What is this? Seeing red over RNS piece on 'conservative' cardinals
Is it news reporting, or is it David Gibson?
David Gibson's latest article on the Vatican's upcoming synod of bishops, while presented as straight news, crosses the line into opinion in a way we at GetReligion have come to expect from the Religion News Service reporter, who consistently writes as a columnist.
Let's start with the biased labeling. It's "conservatives" vs. "reformers," folks (emphasis mine):
Public disagreements over whether the Roman Catholic Church can change its teachings on Communion for remarried Catholics are growing sharper on the eve of a major Vatican summit, with conservatives led by U.S. Cardinal Raymond Burke making another push against loosening the rules.
In a conference call with reporters on Tuesday (Sept. 30), Burke, who currently heads the Vatican’s high court, singled out the leading proponent of reforms, German Cardinal Walter Kasper, and his claims that critics of his proposals are really attacking Pope Francis.
Kasper has said that the pope supports his efforts to find ways to fully reintegrate divorced and remarried Catholics into church life. The proposals have become a prime focus of the upcoming Vatican meeting, called a synod, which will convene on Sunday for two weeks to consider changes in family life in the modern world.
As my GetReligion editor tmatt has noted, "reformers" is:
... a problematic term for use in doctrinal disputes because it automatically assumes that something needs to be reformed. This term pretty much settles the issue, telling readers precisely who the good people are in this story, which means that folks on the other side are the kinds of blokes who are opposed to "reform."
So it is in Gibson's piece: we have the conservative meanies against the proponent of "reforms" who wants to "fully integrate divorced and remarried Catholics into church life."
It's misleading to suggest that, for divorced and remarried Catholics, being unable to receive the Eucharist or the Sacrament of Penance means not being integrated into church life. The Catechism of the Catholic Church, no. 1651, emphasizes rather that the divorced and remarried, even with the sacramental restrictions, "can and must" participate in church life:
"Toward Christians who live in this situation, and who often keep the faith and desire to bring up their children in a Christian manner, priests and the whole community must manifest an attentive solicitude, so that they do not consider themselves separated from the Church, in whose life they can and must participate as baptized persons."
Gibson, however, does not acknowledge ways in which Burke and others are seeking to show compassion while upholding Church teaching. Instead, he quotes Burke's most inflammatory words and lays on a strategically placed zinger:
“I find it amazing that the cardinal claims to speak for the pope,” said Burke, the former archbishop of St. Louis, speaking from Rome. “The pope doesn’t have laryngitis. The pope is not mute. He can speak for himself. If this is what he wants, he will say so.”
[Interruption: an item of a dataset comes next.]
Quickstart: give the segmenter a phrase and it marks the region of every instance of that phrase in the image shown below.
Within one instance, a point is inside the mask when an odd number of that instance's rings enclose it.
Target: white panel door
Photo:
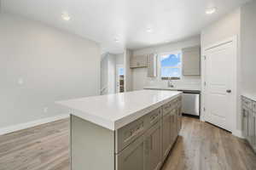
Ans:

“But for me as a cardinal to say that what I am saying are the words of Pope Francis? That to me is outrageous,” said Burke, who is reportedly set to be sidelined by Francis to a largely ceremonial post as patron of the Knights of Malta, a global church society based in Rome.
The unsourced datum that Burke is "reportedly set to be sidelined by Francis," coming right upon the heels of the cardinal's criticism of Kasper for claiming to speak for the pope, is a cheap shot, pure and simple. It's editorial writing, pure and simple.
There is an odd bit about "others on the [conference] call":
Burke’s comments were echoed by others on the call and represent the latest effort by church conservatives to try to head off any possibility that the bishops and cardinals meeting at the Oct. 5-19 synod would open the door to changing any Catholic teaching, especially on marriage.
Who are these mysterious "others"? Although Catholic World News gives some names, Gibson has told us only that Burke is speaking in a "conference call with reporters." Without any context, the reference to unidentified "others" and "church conservatives" comes off like bizarre conspiracy talk.
But wait -- there are more "conservatives" in the picture:
Earlier this week some 48 mainly conservative Catholic clergy and intellectuals — as well as prominent evangelical leaders such as Rick Warren – published an open letter to Francis and the synod delegates urging them not to dilute church teaching on marriage but to fight secularizing trends that they say have weakened marital standards. ... All told, as many as 10 cardinals aligned with the hierarchy’s conservative wing have written in opposition to Kasper.
"[Cardinals] aligned with the hierarchy's conservative wing"? What does that even mean? Does it refer to some aisle down the middle of the Sistine Chapel, like that in the House of Representatives?
What we are witnessing here is classic Kellerism, and I sense a bit of Saul Alinsky's Rule 12 thrown in: “Pick the target, freeze it, personalize it, and polarize it.” Kellerism -- the doctrine of former New York Times editor Bill Keller -- would hold that the cardinals who are opposed to changing Church doctrine do not deserve to be given a fair hearing. Therefore, per Alinsky, they are the target that must be frozen in readers' minds as "conservatives," the polar opposite of "reformers." If that's the angle Gibson wishes to take in an opinion piece, it's his prerogative. But it's not news reporting, and it does readers a disservice to frame it as such.